L'ultimo atto unitario del genere umano concordato tramite una lingua comune -- e quindi il presupposto stesso del conflitto -- è dunque proprio la tensione al limite, e la disunione il motivo primo della rinuncia definitiva a questo obiettivo, o meglio a realilzzare in questo modo il più alto obiettivo del genere umano.
Non un atto di superbia, ma di ricongiungimento con Dio, un atto creativo (costruire e farsi un nome) e unitario, perché è nella sua completezza che il genere umano vuole ricucire lo strappo originario che li ha separati da Dio, quando Adamo ed Eva si cibarono del frutto dell'albero del Bene e del Male, acquisendo anche condizioni necessarie al conflitto: la conoscenza e la mortalità.

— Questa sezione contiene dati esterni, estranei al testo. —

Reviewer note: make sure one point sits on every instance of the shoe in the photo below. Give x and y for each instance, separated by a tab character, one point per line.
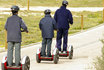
59	52
64	52
49	56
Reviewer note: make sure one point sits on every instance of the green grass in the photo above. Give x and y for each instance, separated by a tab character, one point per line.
99	65
72	3
32	21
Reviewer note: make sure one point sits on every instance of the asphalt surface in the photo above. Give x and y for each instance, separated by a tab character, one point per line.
75	9
87	46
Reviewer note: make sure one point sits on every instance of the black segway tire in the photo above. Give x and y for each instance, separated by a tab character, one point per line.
37	59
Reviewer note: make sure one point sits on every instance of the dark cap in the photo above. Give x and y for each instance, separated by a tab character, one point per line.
15	8
65	2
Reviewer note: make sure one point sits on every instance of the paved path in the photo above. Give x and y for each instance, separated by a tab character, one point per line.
86	44
75	9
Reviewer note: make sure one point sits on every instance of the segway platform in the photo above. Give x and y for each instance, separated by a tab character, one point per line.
25	64
54	57
69	52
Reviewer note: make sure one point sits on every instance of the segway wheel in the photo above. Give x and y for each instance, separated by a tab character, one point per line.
37	58
56	57
2	66
71	53
26	66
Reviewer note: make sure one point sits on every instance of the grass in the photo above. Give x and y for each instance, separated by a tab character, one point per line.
72	3
99	65
32	21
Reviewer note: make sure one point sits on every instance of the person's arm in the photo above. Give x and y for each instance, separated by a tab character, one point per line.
23	26
6	25
70	18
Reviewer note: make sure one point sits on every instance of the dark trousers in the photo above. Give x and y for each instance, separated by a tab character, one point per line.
17	46
62	33
46	42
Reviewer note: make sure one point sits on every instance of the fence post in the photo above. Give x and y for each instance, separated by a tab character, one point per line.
28	5
103	15
5	39
81	22
14	2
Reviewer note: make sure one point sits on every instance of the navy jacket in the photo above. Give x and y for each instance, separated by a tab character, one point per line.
63	17
13	27
47	26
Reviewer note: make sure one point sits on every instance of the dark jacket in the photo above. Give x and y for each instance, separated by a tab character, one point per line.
13	27
63	17
47	26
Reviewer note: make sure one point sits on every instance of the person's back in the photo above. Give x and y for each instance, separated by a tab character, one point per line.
47	27
14	24
63	17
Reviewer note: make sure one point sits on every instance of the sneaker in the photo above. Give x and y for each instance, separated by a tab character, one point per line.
59	52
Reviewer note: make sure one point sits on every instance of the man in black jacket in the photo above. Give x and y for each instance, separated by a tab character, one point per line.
63	17
47	26
13	27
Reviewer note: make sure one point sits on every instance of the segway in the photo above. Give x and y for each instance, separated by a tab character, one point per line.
69	52
54	57
24	64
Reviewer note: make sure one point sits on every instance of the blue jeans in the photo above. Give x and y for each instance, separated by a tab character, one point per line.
46	42
62	33
17	46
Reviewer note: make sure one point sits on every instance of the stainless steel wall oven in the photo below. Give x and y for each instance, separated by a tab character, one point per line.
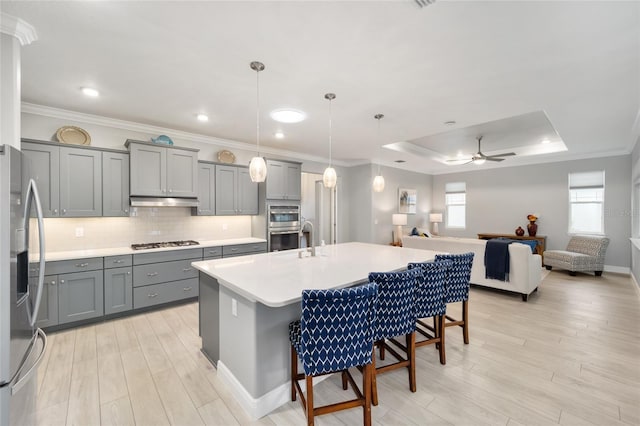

C'è così una profonda analogia simbolica tra la "tendenza al limite" e il conflitto. Una vera e propria consequenzialità, anzi, della quale dobbiamo tenere conto, perché rappresenta lo scenario nel quale si muove la guerra "reale" descritta da von Clausewitz.
Ogni parte in un conflitto si dichiara "invincibile". Non avrebbe la forza morale di incominciare una guerra se emotivamente non si ritenesse tale, ma in realtà non lo è e non lo può essere, perché la guerra reale ha limiti, magari non perfettamente noti, ma veri e insuperabili, e la determinazione
di questi limiti, propri e dell'avversario, è uno delle principali esigenze dei confliggenti.
Su di essi, sul presupposto della loro esistenza, ovvero su basi concrete, deve avvenire la commisurazione e l'impiego razionale
delle risorse: avere, al contrario, fondamenti irrazionali rende irrazionale anche il processo logico.
L'invincibile Viet-Nam, l'invincibile Afghanistan, l'invincibile terrorismo sono miti: meno interessanti di quello della "torre di Babele" e alimentati da quanti non hanno saputo trovare i confini di quella "vincibilità" o, peggio, hanno misurato male la propria di invincibilità, basandola su presupposti errati.
Ad esempio la superiorità tecnologica, come pensava Re Archidamo III, citato in testa a questa voce, convinto che essa avesse annullato il potere del valore dell'uomo.
Perché la guerra reale può assolvere chi crede alle proprie costruzioni ideologiche, ma non ha pietà per chi, con la propria ragione dormiente, non sa trasformarle in idee concrete rispettose della logica della guerra.